NEW ORLEANS — The new investigational anticancer therapeutic BGB-283, which targets the RAF family of proteins, was safe, tolerable, and showed signs of clinical activity in patients who had a range of types of cancer with mutations in BRAF, KRAS, and NRAS, according to results from a phase I clinical trial presented here at the AACR Annual Meeting 2016, April 16-20.
“BRAF gene mutations fuel cancer cell proliferation and survival in a number of types of cancer, including melanoma, and thyroid and colorectal cancers,” said Jayesh Desai, FRACP, a medical oncologist at The Royal Melbourne Hospital in Melbourne, Australia. “In melanoma, the BRAF V600E mutation predominates, and specific inhibitors of the BRAF V600E mutant protein have been approved for treating patients with melanoma with BRAF V600E gene mutations.
“BGB-283 works differently than the currently approved BRAF V600E inhibitors, inhibiting the activity of all RAF family proteins and the BRAF V600E mutant protein,” continued Desai. “Because of the way it works, we hypothesized that BGB-283 might have antitumor activity against cancers with non–BRAF V600E mutations and, because the effects of RAS mutations are funneled through BRAF family proteins, we thought it might have antitumor activity against cancers with RAS mutations too.”
As of Oct. 31, 2015, among 29 patients treated with BGB-283 who were evaluable for response, three had confirmed partial responses, one had an unconfirmed partial response, and 14 had stable disease. The three patients who had confirmed partial responses were diagnosed with melanoma with a BRAF V600E mutation, endometrial cancer with a KRAS mutation, and thyroid cancer with a BRAF V600E mutation. The patient who had the unconfirmed partial response was diagnosed with non–small cell lung cancer with a KRAS mutation. All partial responses were ongoing with duration of response lasting over 200 days at the time of data cutoff, except for the response for the patient with endometrial cancer, who had a duration of response of 411 days and progression-free survival of 455 days.

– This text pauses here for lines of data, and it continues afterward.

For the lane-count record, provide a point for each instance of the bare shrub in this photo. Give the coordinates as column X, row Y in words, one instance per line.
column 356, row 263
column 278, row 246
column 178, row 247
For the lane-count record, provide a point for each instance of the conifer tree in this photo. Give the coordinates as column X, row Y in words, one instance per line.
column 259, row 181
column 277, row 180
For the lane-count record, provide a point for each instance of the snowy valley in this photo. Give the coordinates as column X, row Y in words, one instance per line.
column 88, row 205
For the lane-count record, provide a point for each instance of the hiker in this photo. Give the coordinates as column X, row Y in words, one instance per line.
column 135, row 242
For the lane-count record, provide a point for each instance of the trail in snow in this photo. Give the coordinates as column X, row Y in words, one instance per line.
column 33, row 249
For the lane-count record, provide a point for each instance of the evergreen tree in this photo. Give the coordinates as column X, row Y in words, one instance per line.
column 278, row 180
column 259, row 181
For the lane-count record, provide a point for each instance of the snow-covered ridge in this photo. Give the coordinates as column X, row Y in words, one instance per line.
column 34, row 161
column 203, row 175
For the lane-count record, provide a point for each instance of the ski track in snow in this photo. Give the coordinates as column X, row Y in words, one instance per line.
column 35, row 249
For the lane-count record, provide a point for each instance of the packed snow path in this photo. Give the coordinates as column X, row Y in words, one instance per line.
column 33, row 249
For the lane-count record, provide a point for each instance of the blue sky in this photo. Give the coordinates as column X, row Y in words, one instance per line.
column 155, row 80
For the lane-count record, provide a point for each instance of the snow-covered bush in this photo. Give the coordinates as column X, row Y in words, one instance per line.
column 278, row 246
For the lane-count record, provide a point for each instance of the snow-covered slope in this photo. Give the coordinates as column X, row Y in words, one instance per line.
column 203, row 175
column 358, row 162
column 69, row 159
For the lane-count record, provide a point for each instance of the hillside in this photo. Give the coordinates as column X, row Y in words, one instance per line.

“These results are very encouraging, especially seeing antitumor activity against RAS-mutant cancers, which are challenging to treat,” said Desai. “However, we need to confirm our results in larger numbers of patients.”
According to the National Cancer Institute, more than 30 percent of all human cancers, including a large percentage of pancreatic, lung, and colorectal cancers, are driven by RAS gene mutations, but so far, researchers have been unable to develop effective therapeutics to block mutant RAS proteins.
“We need to develop a better understanding of the biology of RAS-mutant cancers, because emerging evidence suggests that they are not all the same and that the signaling networks driving cancer cell proliferation and survival can be different for different RAS mutations and for different types of cancer,” said Desai. “This has huge implications for using BGB-283 in the clinic, because we will likely need to understand the biology of each individual patient’s tumor to determine whether BGB-283 would be an appropriate treatment option.”
As of Oct. 31, 2015, Desai and colleagues had enrolled 31 patients with a variety of types of cancer with BRAF, KRAS, or NRAS mutations in the dose escalation portion of the phase I clinical trial. The patients were assigned one of seven doses of BGB-283, ranging from 5 milligrams taken orally once a day to 60 milligrams orally once a day.
The maximum tolerated dose was determined to be 40 milligrams of BGB-283 taken orally once a day. The dose-limiting toxicity was thrombocytopenia. The most common reported adverse events have been grade 1 and 2 fatigue, anorexia, constipation, thrombocytopenia, nausea, vomiting, and dermatitis acneiform. Grade 3 and 4 adverse events included thrombocytopenia, fatigue, and liver dysfunction.
This study was funded by BeiGene. Desai declares no conflicts of interest.